Sekitar lima ribu jenis anggrek spesies tersebar di hutan-hutan Indonesia, salah satunya adalah Anggrek Hitam (Ceologyne pandurata) yang merupakan jenis anggrek yang tumbuh di hutan Kalimantan sangat diminati warga di sejumlah Negara. Karena memiliki keunikan dan kecantikan yang menawan para penghoby dan kolektor ingin mengkoleksi Anggrek hitam sehingga mengakibatkan perburuan para kolektor akan anggrek hitam di hutan Kalimantan semakin marak dan dikhawatirkan populasi akan semakin menurun dan mengalami kepunahan. Untuk mencegah dari kepunahan spesies ini pemerintah telah menetapkan Anggrek Hitam sebagai tanaman yang dilindungi dengan PP No 7 tahun 1999, melarang perdagangan bunga anggrek hitam secara bebas kecuali hasil budidaya.

Untuk mendukung pemerintah dalam pelestarian populasi Anggrek Hitam (Ceologyne pandurata)  UPTD Agribisnis melaksanakan budidaya Anggrek hitam baik secara konvensional maupun secara Teknik Kultur jaringan yaitu metode untuk mengisolasi bagian dari tanaman (protoplasma, sel, jaringan, organ) serta menumbuhkannya dalam kondisi aseptic sehingga bagian-bagian tersebut dapat memperbanyak diri dan beregenerasi menjadi tanaman lengkap kembali. Alternatif pelestarian dengan teknik kultur jaringan mempunyai banyak kelebihan bila dibandingkan dengan cara konvensional yaitu perbanyakan anggrek dengan jumlah banyak dalam waktu relative singkat, dapat menghasilkan anggrek yang mempunyai sifat sama dengan induknya dan pertumbuhan relative seragam serta dapat menciptakan variasi-variasi tanaman anggrek, selain itu perbanyakan tanaman juga tidak tergantung cuaca karena dilakukan di dalam Laboratorium.

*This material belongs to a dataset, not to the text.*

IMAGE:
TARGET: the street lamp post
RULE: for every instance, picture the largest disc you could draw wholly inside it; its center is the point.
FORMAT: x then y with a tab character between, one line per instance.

Menurut tenaga teknis laboratorium kultur jaringan UPTD Agribisnis Tri Lestari, SP, Perbanyakan tanaman anggrek hitam secara kultur jaringan menggunakan media tanam ½ (setengah) MS dengan penambahan air kelapa. Perbanyakan anggrek hitam secara kultur jaringan menggunakan biji yang telah matang dari tanaman induk yang sehat kemudian di sterilkan dengan cara dibakar dan direndam alcohol sebanyak tiga kali, dibelah, diambil isinya dan ditanam diruang transfer menggunakan Laminar Airflow selanjutnya ditumbuhkan di ruang thermostatic dengan suhu tertentu. Bila tidak terjadi kontaminasi bakteri maupun jamur dalam waktu 1 (satu) bulan sudah muncul tunas-tunas baru tanaman anggrek dan 2 (dua) bulan kemudian tanaman-tanaman anggrek sudah dapat dipisah dan dipindah ke botol media tanam untuk diperbanyak lagi sampai 7 (delapan) kali perbanyakan. Satu botol eksplan dapat menghasilkan 20 tanaman Anggrek Hitam, nah bisa dibayangkan jika samapi 7 kali pemisahan berarti menghasilkan 207 tanaman anggrek yang siap di aklimatisasikan dan di tanam di lapangan dalam waktu relative singkat.